Allí me detuve a fin de reposar. En seguida, me lancé al vacío, entre Saturno y las estrellas fijas.
Le dije: “He aquí tu lugar en este espacio, si así puede llamarse.”
Súbitamente, vimos el establo y la iglesia y los llevé al altar y abrí la Biblia, y he aquí un pozo profundo al que descendí llevando al ángel delante de mí. De pronto, vimos siete casas de ladrillos y entramos a una. Había en ella un número de monos, cinocéfalos y otros de toda clase encadenados por la mitad de su cuerpo, gesticulando y estrechándose unos contra otros, sin impedidos por lo corto de sus cadenas. Sin embargo, me pareció que su número aumentaba, que el fuerte devoraba al débil y que, gesticulando siempre, se agrupaban para devorase entre sí, arrancando un miembro primero y después el otro, hasta que no quedaba sino un miserable tronco que besaban haciendo muecas de ternura para devorarlo al fin.
Y aquí y allá, vi algunos saboreando la carne de su propia cola. El mal olor nos incomodaba horriblemente. Entramos al molino. Mi mano atrajo el esqueleto de un cuerpo que fue, en el molino, los Analíticos de Aristóteles.
El ángel me dijo: “Tu fantasía se ha impuesto a mí; esto, debería ruborizarte.
Respondí: Cada uno impone al otro su fantasía, y es tiempo perdido conversar contigo que no has producido sino Analíticos.
Siempre me ha parecido que los ángeles tienen vanidad de hablar de si mismos como si sólo ellos fueran sabios; lo hacen con una confianza insolente que nace del razonamiento sistemático.
Así Swedenborg se envanece de que cuanto escribe es nuevo, aunque sólo es un índice o un catálogo de libro publicados antes.

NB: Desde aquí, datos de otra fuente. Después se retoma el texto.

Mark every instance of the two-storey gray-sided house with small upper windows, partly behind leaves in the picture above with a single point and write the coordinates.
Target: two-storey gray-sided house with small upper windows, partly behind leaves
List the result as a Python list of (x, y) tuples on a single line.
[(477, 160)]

Un hombre llevaba un mono a una fiesta y porque era un poco más sabio que el mono se infló de vanidad y consideró más sabio que siete hombres. Así es el caso de Swendeborg que muestra la locura de la iglesia y quita la máscara a los hipócritas e imagina que todos los hombres son religiosos y que él es el único hombre en la tierra que rompió las mallas de la red.
Ahora, oíd el hecho tal como es: Swendeborg no ha escrito una sola verdad nueva.
Ahora, oíd otro hecho: ha escrito todas las falsedades antiguas.
Y ahora, oíd la causa: conversaba con los ángeles que son, todos, religiosos, y no con los demonios que odian la religión, porque sus prejuicios lo hacía incapaz.
Así que las obras de Swendemberg son una recapitulación de todas las opiniones superficiales, y un análisis de las más sublimes:; nada más.
He aquí otro hecho: cualquier hombre de talento mecánico puede extraer de las obras de Paracelso o de Jacob Behmen diez mil volúmenes de igual valor que los de Swedengorgl, y un número infinito de los libros de Dante o Shakespeare.
Pero, cuando lo haya hecho, que no pretenda saber más que su maestro porque sólo sostiene una bujía en pleno sol.